Dalam pemeriksaan, ia menambahkan, penyidik juga sempat menanyakan apakah penyelamatan Bank Century telah sesuai dengan prinsip kehati-hatian dalam pengambilan kebijakan perbankan.

Ia menjelaskan kepada penyidik, penyelamatan harus didasarkan kepada data mutakhir.

Sedangkan data mutakhir ini adalah neraca harian yang harus diperoleh oleh otoritas pengambil kebijakan. Namun pada kasus Bank Century ini, tidak ada data mutakhir, tidak ada juga neraca harian.

Sehingga nilainya dari Rp 632 miliar kemudian berubah menjadi Rp 1,7 triliun dan bahkan pada 23 November 2008 menjadi Rp 2,7 triliun posisinya.

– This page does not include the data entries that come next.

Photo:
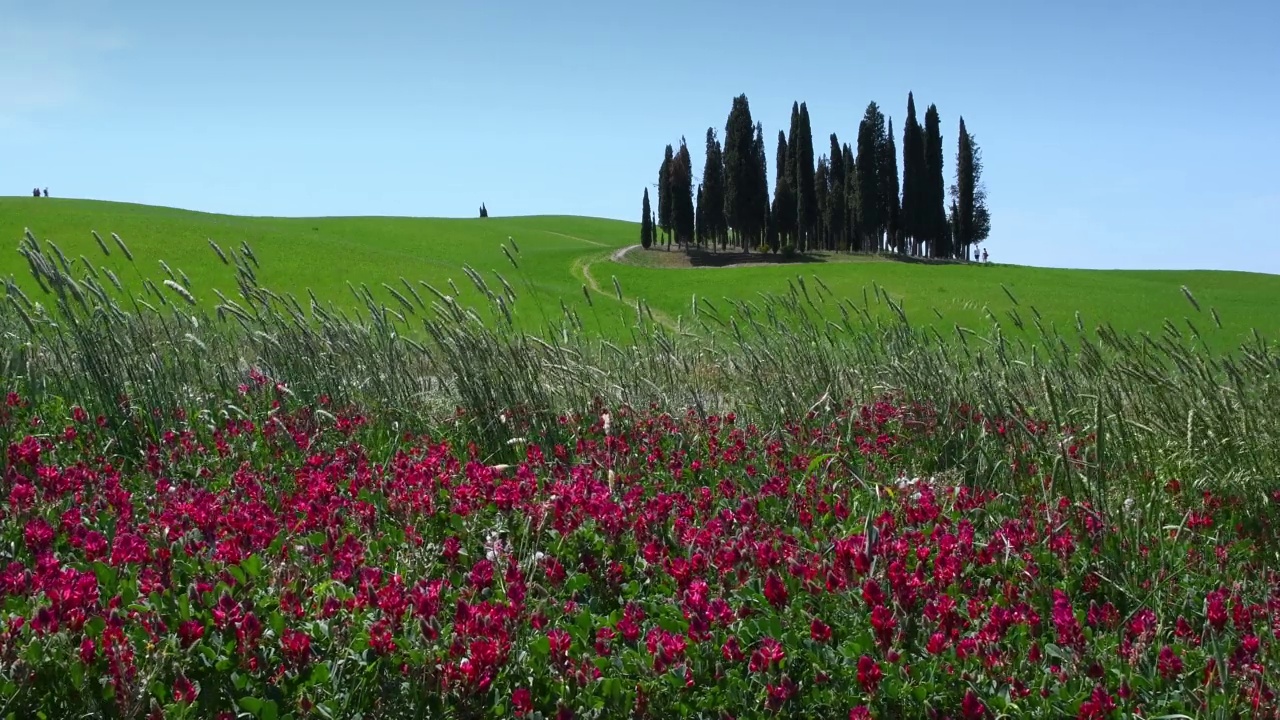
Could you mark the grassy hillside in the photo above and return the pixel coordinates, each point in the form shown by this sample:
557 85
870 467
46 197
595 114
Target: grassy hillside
561 254
321 254
961 294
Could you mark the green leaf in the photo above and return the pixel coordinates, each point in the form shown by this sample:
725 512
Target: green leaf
106 577
577 582
540 647
252 565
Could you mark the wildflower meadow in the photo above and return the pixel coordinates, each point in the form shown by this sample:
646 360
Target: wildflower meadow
274 509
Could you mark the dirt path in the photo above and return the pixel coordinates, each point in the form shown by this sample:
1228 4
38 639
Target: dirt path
583 268
577 238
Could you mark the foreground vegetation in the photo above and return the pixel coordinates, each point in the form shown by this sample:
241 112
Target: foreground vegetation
266 506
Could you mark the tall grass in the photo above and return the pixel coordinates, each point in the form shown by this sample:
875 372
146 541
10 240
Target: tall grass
133 350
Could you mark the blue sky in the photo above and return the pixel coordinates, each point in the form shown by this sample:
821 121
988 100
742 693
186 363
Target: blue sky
1115 135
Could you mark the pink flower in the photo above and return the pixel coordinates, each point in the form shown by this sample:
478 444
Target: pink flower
183 691
558 642
819 630
775 591
522 701
868 674
1169 664
972 707
1098 706
766 656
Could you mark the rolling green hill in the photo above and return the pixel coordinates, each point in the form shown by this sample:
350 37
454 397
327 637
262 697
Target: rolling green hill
560 255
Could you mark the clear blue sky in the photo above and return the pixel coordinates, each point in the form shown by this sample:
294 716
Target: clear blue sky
1115 135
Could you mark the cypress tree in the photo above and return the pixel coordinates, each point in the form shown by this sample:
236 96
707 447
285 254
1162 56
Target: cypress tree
699 219
645 222
892 209
822 201
789 224
740 201
970 218
871 192
807 199
760 192
666 215
713 190
850 199
682 195
784 197
913 177
933 214
836 196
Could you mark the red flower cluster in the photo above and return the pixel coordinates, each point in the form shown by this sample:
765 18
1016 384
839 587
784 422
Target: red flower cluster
632 570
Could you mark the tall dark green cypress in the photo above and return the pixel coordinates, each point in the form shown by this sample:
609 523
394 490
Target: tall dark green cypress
682 195
871 192
740 201
713 190
807 199
699 219
888 177
822 200
970 218
836 199
645 222
666 210
935 214
850 197
760 195
784 197
912 226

"Yang menarik adalah struktur talangan yang berjumlah Rp 6,762 triliun itu tiga kali penempatan di sana statusnya dalam rangka memenuhi CAR (capital adequacy ratio) dari negatif menjadi positif posisinya," paparnya.

Menurutnya hal ini artinya pengambilan keputusan ini tidak didasarkan pada neraca harian, tidak didasarkan cut off pada posisi Bank Century harus diselamatkan. Hal ini ia menilai sebagai pelanggaran terhadap prinsip kehati-hatian.

Posisi kunci dalam kebijakan terhadap Bank Century ini, lanjutnya, berada di BI, bagaimana BI menentukan Bank Century sebagai bank gagal yang berdampak sistemik.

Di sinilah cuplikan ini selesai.